American film legend John Wayne did love a lot of movies, even his own. But there was one classic flick that The Duke did not like at all.
Consider him not a fan for The Man Who Shot Liberty Valance. And John Wayne was part of the cast, too. IDMb offers up a synopsis of the film: “A senator returns to a western town for the funeral of an old friend and tells the story of his origins.” Toss in that James Stewart was also in this film, and Wayne director John Ford was behind the camera.

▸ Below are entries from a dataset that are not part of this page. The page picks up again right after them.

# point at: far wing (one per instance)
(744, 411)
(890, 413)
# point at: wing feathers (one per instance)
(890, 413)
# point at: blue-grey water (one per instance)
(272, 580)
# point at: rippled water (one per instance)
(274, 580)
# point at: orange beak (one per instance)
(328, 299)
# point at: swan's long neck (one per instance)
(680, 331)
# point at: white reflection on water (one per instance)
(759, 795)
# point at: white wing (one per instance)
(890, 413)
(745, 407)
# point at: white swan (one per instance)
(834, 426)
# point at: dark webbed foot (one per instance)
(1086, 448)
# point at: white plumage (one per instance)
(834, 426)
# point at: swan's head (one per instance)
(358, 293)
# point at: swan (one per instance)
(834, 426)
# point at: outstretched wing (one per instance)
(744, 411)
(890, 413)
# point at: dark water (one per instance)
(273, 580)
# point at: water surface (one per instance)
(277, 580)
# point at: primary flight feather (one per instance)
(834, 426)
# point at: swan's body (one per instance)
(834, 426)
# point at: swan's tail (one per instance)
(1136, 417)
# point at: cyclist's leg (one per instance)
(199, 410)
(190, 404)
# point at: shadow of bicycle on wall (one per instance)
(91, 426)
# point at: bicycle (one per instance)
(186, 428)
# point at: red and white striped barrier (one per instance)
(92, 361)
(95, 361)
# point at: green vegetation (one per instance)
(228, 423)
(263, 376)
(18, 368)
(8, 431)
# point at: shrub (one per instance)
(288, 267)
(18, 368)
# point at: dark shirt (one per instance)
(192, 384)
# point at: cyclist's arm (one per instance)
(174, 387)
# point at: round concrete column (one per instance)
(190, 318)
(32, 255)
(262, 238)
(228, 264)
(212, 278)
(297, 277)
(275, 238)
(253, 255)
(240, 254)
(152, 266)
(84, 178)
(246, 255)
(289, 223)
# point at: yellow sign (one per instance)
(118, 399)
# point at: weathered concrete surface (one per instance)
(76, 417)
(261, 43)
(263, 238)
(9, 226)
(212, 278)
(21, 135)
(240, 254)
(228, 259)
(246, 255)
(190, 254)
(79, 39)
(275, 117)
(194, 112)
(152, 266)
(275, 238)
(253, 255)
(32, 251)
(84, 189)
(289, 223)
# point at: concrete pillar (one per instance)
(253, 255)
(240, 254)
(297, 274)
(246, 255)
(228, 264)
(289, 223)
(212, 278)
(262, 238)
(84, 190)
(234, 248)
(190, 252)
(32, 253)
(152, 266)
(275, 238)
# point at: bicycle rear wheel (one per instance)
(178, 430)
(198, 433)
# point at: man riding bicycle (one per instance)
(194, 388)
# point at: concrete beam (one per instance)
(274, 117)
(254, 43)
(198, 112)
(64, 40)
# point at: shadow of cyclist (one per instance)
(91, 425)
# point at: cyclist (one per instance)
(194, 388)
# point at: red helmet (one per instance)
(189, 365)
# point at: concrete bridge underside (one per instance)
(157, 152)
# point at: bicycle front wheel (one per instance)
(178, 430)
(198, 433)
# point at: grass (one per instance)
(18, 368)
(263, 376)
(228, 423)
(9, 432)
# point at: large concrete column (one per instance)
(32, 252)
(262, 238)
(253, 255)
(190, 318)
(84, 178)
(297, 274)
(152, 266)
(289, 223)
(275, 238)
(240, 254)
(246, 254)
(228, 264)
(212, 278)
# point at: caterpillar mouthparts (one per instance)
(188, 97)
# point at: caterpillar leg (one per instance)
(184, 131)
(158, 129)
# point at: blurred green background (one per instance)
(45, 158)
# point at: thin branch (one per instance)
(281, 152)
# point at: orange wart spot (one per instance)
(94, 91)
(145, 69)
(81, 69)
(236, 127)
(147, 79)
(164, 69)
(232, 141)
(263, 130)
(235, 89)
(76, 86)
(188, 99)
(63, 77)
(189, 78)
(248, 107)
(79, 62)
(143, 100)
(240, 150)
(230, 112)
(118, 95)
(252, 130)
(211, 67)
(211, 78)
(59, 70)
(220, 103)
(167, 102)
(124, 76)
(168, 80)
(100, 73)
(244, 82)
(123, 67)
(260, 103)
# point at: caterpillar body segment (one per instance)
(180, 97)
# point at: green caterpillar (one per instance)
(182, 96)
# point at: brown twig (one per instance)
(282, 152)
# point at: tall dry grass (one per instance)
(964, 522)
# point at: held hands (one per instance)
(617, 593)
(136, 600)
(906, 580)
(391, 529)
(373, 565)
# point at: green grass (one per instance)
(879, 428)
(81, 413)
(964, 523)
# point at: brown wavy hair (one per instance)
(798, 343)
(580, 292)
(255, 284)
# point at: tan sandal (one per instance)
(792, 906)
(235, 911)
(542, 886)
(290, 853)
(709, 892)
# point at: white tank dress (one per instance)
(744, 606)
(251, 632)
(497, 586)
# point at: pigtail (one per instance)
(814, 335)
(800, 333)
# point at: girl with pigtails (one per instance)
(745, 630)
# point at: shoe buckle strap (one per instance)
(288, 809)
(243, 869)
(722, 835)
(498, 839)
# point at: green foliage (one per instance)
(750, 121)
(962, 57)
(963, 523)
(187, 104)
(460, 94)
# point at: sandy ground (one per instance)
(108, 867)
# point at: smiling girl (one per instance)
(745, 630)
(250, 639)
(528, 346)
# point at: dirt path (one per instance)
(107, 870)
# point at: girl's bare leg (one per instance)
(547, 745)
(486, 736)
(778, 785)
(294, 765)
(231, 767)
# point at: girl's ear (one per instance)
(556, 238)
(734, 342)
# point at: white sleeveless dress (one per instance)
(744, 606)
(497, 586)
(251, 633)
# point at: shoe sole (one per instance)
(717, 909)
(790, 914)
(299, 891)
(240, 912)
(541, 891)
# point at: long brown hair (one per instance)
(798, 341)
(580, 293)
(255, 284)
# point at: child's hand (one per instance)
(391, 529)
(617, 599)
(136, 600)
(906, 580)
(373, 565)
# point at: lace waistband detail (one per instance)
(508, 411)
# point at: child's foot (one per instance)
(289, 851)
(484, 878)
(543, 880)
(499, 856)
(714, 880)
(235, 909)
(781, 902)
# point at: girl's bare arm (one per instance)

What gives, Duke? Let’s get some information about his distaste for the movie with some help from the British publication Express.
John Wayne Could Not Keep Taking Constant ‘Needling’ From John Ford
Wayne and Ford would get involved in a back-and-forth on the movie set. Ford reportedly would shame John Wayne. But co-star Woody Strode said that Wayne would heap all of his frustration on him. Strode would recall that Ford “kept needling Duke about his failure to make it as a football player.” He even compared The Duke to Strode a former NFL player.
More grief for John Wayne included Ford mocking the actor for not enlisting in World War II. That sent a heap of guilt onto Wayne’s shoulders.
How did he feel about all of this mess? In Michael Munn’s book, John Wayne – The Man Behind The Myth, Strode said Ford’s criticisms “really p***ed Wayne off, but he would never take it out on Ford.”
No Way Would Wayne Let Ford Know About Being Upset Since Director Made Him a Star
Why? Well, Ford had made Wayne a movie star. Strode said that Wayne “ended up taking it out on me.” For example, both actors filmed an exterior shot on a horse-drawn cart.
It was John Wayne who was close to losing control of the horses. Strode tried to help him, but The Duke knocked him away. The horses stopped and Wayne actually tried to punch Strode. Ford yelled, “Don’t hit him Woody! We need him!”
That led to Wayne telling Strode, “We gotta work together. We both gotta be professionals.” Ford filmed other Westerns with John Wayne in color like The Searchers and She Wore a Yellow Ribbon. This 1962 film was shot in black and white.
Cinematographer William H Clothier said, “There was one reason and one reason only… Paramount was cutting costs. Otherwise, we would have been in Monument Valley or Brackettville and we would have had color stock. Ford had to accept those terms or not make the film.” And it’s considered a film classic, too, with the Gene Pitney-sung theme song, too.